By analysing man-made and natural disasters globally and the reaction of diverse local and international communities, the team behind the Marie Curie Networks for Initial Training initiative NITIMESR has provided in-depth insights into crisis-response strategies and identified best practices for future disaster-management operations.

Key results include the detailed ‘Handbook on Networks in Innovation and Crisis management: Theory and Practice in a Dynamic and Disruptive Environment’ as well as e-learning modules to facilitate knowledge transfer, and ongoing educational and research initiatives across Europe.

“Large-scale crises, whether man-made or natural, require a coordinated response from many organisations. As the number and scale of crises is increasing, so is the need to innovate and improve the effectiveness of crisis response,” says Claudia Bücker at NITIMESR coordinating partner CeTIM in the Netherlands.
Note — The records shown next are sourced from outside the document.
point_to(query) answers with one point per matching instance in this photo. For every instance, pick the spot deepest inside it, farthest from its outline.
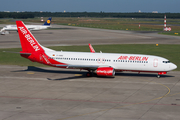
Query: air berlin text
(134, 58)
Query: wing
(86, 67)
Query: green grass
(170, 52)
(170, 33)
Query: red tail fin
(28, 42)
(91, 48)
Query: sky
(162, 6)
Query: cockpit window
(166, 61)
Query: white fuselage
(120, 62)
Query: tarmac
(47, 93)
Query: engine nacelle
(105, 71)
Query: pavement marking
(124, 105)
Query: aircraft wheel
(89, 74)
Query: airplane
(102, 64)
(30, 27)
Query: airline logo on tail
(29, 38)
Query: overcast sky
(161, 6)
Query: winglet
(91, 48)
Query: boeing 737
(102, 64)
(30, 27)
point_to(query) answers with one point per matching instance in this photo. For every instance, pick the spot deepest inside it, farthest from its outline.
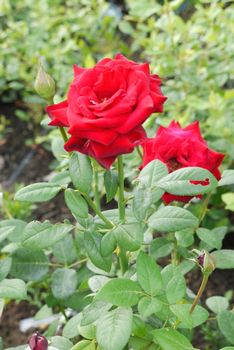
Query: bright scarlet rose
(180, 148)
(106, 106)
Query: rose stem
(121, 203)
(200, 292)
(95, 185)
(97, 210)
(63, 133)
(123, 260)
(61, 129)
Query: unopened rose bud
(38, 342)
(206, 261)
(44, 84)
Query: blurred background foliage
(188, 43)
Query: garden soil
(13, 151)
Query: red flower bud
(38, 342)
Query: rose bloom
(106, 106)
(180, 148)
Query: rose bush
(180, 148)
(100, 270)
(106, 106)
According to the UN’s most recent Global Assessment Report on Disaster Risk Reduction, each year around 42 million human life years are lost in internationally reported disasters, while economic losses exceed EUR 250 billion globally. From earthquakes, tsunamis and catastrophic storms to terrorist attacks and major industrial accidents, each crisis is unique with diverse immediate and long-term impacts triggering differing responses depending on the circumstances, location and actors involved.

Through their work, the EU-funded NITIMESR researchers identified best practices, key organisational and networking structures, and response and decision-making strategies. In particular, they analysed how novel technologies – from communications platforms and social media to data mining, machine learning and predictive modelling – could be employed to optimise crisis response in the future.

Management and coordination challenges in crisis response

“Specifically, we have addressed governance and management challenges as a result of new technologies in the field of security and crisis management,” Bücker says.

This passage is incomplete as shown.